Translating the studies into one another (phase 5). The process of "translation" within meta-ethnography transcends mere literal meaning; it involves a careful understanding and synthesis of findings within the different contextual frameworks found across the studies [62]. This "translation" process is key to meta-ethnography and involves comparative analysis of second-order constructs across studies to identify points of convergence and divergence between findings [46].

When different studies have similar constructs (i.e., themes), a method of reciprocal translation is employed to promote their integration. Conversely, if constructs across studies present contentious points, a process of refutational translation is initiated to clarify and synthesize these differences [63]. The core of refutational translation is to deeply examine the root causes of these disputes, exploring factors such as research designs, sample characteristics, and the ideological positions of researchers [58]. Given the nature of meta-ethnography, both reciprocal and refutational translations may be applied concurrently [58].
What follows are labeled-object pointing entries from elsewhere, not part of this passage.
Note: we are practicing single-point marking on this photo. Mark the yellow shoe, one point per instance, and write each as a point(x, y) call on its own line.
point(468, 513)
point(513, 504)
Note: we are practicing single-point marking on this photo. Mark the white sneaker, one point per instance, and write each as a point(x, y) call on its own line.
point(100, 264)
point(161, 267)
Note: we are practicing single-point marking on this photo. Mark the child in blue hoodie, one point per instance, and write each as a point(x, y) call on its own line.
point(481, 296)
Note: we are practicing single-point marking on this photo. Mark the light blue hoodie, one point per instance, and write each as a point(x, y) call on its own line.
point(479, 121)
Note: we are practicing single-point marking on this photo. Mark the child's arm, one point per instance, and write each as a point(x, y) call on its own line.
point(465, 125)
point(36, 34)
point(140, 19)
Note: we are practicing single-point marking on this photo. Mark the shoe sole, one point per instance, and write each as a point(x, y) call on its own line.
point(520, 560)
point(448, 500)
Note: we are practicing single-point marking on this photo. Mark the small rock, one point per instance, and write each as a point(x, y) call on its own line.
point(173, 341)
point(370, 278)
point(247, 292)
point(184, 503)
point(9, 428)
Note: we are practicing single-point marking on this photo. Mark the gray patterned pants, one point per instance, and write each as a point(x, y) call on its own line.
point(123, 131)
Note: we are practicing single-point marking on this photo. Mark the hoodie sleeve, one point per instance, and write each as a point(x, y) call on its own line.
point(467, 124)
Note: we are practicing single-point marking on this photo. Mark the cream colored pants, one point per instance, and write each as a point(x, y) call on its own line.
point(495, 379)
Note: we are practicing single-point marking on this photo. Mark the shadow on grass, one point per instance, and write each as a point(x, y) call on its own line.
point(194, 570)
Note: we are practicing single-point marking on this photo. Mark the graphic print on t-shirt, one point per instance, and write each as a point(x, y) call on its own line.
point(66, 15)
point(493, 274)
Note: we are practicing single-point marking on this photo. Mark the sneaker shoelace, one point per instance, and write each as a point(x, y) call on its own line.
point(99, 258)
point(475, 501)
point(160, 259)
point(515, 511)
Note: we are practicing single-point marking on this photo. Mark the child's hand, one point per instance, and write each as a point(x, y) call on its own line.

Specifically, comparing the second-order constructs from the first study with the constructs from the second study to identify similarities and differences, with similar constructs being merged. Then compare the merged constructs from the two studies with the second-order constructs that emerged from the third study, identifying similarities, note any differences as well as any additional insights that the third study contributes to the constructs. This process will continue in sequence until the second-order constructs of all studies have been translated into each other [64, 65]. It is essential to note that the order in which studies are compared may significantly influence the final integrated outcomes [66]. Given the ongoing development of theoretical frameworks, policies, and care practices for home-based end-of-life care for people living with dementia over time, the comparison and synthesis of studies will be in order of publication time, starting with the earliest studies [67]. This will allow for a better understanding of the evolution of challenges and facilitators of home-based end-of-life care and how these factors have changed or persisted over time.

In addition, this review will examine the perspectives and experiences of different stakeholders on home-based end-of-life care for people living with dementia, so in order to avoid misunderstandings caused by mixing perspectives from different populations, studies from different populations will be translated and analyzed separately. Consequently, the translation process will include three stages: (i) reciprocal or refutational translation of studies with “people living with dementia” as participants to understand their views on home-based end-of-life care; (ii) reciprocal or refutational translation of studies with “family caregivers” as participants to understand their views and experiences related to the home-based end-of-life care for people living with dementia; (iii) reciprocal or refutational translation of studies with “healthcare providers” as participants to identify the challenges and opportunities they encounter while delivering home-based end-of-life care for people living with dementia. Translating and synthesizing studies by population will contribute to the development of a more nuanced interpretive framework, highlighting points of convergence and divergence among different participants’ perspectives on the barriers and facilitators of home-based end-of-life care for people living with dementia.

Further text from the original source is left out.